Once the SLIP browsers are in place, one can use aggregation models to define and test significant theories of interaction between fundamental units. These models are physical or relational, and will accept new theories to account for development/emergence of event graphs. Power-law persistence and patchiness metrics will show emergent properties and yet another way to describe the discovered phenomena.
Process model for Market Development: OSI plans to make available an Enterprise System for each of several vertical markets. We expect to derive significant revenues from the development of these Enterprise Systems.
The OSI Enterprise System will push small mobile automation controllers (stand-alone programs) from the desktop into Distributed components. A knowledge base will be added. Any one of several enterprise knowledge sharing systems are readily deployable along with the SLIP-I-RIB technology.
The problem is not in having needed technology and software development capability. The problem is in management deployment in Industries that are often resilient to change.
OSI has long had an interest in developing a SW-CMM type compliance model for the adoption of knowledge technologies. In 1990, SW-CMM was put forward as a Business Process Re-engineering type model to govern government procurement of software. This model has evolved to where it now governs quite a lot of the Federal government’s acquisition of software and software consulting services.
A process model for OSI deployment has been under development for over two years.
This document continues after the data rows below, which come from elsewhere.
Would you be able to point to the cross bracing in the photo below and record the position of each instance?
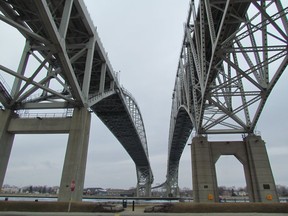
(63, 66)
(232, 55)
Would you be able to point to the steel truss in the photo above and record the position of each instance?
(64, 65)
(232, 55)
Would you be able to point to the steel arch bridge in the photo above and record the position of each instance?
(232, 55)
(64, 66)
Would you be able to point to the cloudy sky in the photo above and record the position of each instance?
(143, 41)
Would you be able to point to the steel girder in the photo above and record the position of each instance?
(126, 123)
(64, 65)
(232, 55)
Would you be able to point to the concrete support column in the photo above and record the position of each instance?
(259, 176)
(76, 156)
(203, 171)
(6, 142)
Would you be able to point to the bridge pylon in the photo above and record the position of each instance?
(251, 152)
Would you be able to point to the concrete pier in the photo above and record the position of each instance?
(78, 128)
(6, 142)
(251, 152)
(76, 156)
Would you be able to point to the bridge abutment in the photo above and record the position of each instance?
(76, 156)
(251, 152)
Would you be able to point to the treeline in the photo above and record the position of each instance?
(40, 189)
(282, 191)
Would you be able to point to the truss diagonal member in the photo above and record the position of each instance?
(24, 30)
(267, 16)
(13, 73)
(56, 39)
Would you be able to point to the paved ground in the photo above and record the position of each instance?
(138, 211)
(127, 213)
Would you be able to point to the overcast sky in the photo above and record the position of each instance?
(143, 40)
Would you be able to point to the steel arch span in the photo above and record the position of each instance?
(232, 55)
(65, 66)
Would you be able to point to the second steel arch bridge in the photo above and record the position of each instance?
(232, 55)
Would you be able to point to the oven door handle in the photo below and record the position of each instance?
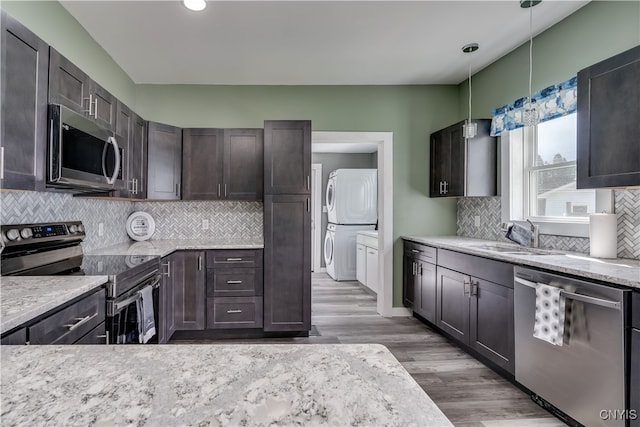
(80, 321)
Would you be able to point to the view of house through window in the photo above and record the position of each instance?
(551, 171)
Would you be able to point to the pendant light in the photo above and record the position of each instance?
(530, 115)
(470, 129)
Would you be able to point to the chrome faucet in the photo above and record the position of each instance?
(534, 234)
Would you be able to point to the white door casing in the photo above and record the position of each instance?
(384, 141)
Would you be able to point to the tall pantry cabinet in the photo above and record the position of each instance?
(287, 226)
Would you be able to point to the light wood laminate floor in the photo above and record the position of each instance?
(469, 393)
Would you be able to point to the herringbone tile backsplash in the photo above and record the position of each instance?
(23, 207)
(174, 220)
(627, 206)
(183, 220)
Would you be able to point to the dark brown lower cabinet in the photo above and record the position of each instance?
(189, 298)
(287, 263)
(478, 313)
(18, 337)
(634, 380)
(453, 303)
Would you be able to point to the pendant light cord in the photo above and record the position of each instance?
(530, 52)
(469, 93)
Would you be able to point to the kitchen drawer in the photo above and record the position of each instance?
(234, 282)
(635, 311)
(234, 312)
(18, 337)
(96, 336)
(483, 268)
(235, 258)
(421, 252)
(71, 323)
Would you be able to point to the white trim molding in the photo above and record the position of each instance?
(384, 141)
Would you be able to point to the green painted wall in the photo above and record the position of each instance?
(595, 32)
(53, 24)
(410, 112)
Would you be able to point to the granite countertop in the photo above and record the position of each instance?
(167, 385)
(23, 298)
(166, 247)
(625, 272)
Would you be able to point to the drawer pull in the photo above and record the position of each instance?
(81, 321)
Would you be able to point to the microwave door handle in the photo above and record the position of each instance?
(116, 170)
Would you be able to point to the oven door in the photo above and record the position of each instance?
(132, 318)
(81, 154)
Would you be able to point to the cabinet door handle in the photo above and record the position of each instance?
(90, 99)
(1, 162)
(467, 288)
(80, 321)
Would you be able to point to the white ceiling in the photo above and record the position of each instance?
(310, 42)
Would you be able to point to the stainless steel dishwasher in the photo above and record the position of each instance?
(584, 377)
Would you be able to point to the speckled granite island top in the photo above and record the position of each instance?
(23, 298)
(624, 272)
(166, 247)
(211, 385)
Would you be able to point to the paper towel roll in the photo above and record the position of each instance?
(603, 235)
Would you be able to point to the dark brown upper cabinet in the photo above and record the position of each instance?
(132, 138)
(287, 157)
(164, 161)
(222, 164)
(609, 122)
(73, 88)
(23, 119)
(202, 164)
(463, 167)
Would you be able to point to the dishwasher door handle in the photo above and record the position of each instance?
(576, 297)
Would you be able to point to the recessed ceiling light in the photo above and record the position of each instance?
(195, 5)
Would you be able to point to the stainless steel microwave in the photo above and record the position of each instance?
(82, 155)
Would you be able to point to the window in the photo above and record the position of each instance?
(539, 179)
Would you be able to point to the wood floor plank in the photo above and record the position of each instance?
(469, 393)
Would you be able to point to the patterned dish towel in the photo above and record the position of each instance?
(550, 314)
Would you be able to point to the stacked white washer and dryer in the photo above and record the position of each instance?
(352, 206)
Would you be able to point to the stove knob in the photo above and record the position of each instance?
(13, 234)
(26, 233)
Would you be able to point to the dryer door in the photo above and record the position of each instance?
(328, 247)
(331, 200)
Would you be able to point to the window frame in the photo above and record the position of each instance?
(516, 204)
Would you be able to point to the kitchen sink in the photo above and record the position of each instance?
(512, 249)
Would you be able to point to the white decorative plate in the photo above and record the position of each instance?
(140, 226)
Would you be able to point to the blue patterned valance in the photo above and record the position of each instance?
(551, 102)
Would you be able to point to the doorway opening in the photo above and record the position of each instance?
(378, 146)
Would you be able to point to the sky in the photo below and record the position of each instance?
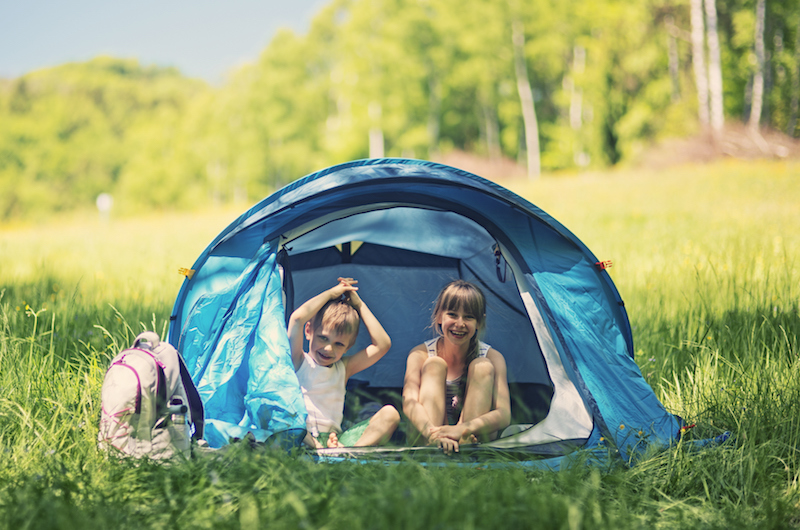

The process model is simpler than the SW-CMM model for software procurement, and reflects modern Knowledge Management practices, developed at George Washington University and by several leading process theorists.
Section 4: The first concept maps
The Event Brower scatters the atoms from a category into an object space. This space can be rendered in various ways. The first iteration of object space rendering is shown in Figure 2. These rendering where produced on December 15th, 2001.
Figure 2: The first rendering of atom objects in the SLIP Object Space
Understanding this first rendering might be helpful in planning how final event chemistry is to be imposed on the objects in the space and then how the results of the chemistry is to be rendered. Let us start with the data source in the form of a file called datawh.txt. By downloading the zip file, ecI.zip, one can examine a datawh.txt file that has 2,918 records.
Figure 3: The Analytic Conjecture for the Fable Collection
The first of the two columns has token values and the second column has a name of one of the 332 short stories. Token values are just commonly occurring words. IN Section 2.1 we will examine the issues related to the use of commonly occurring words as indicators of meaning in text.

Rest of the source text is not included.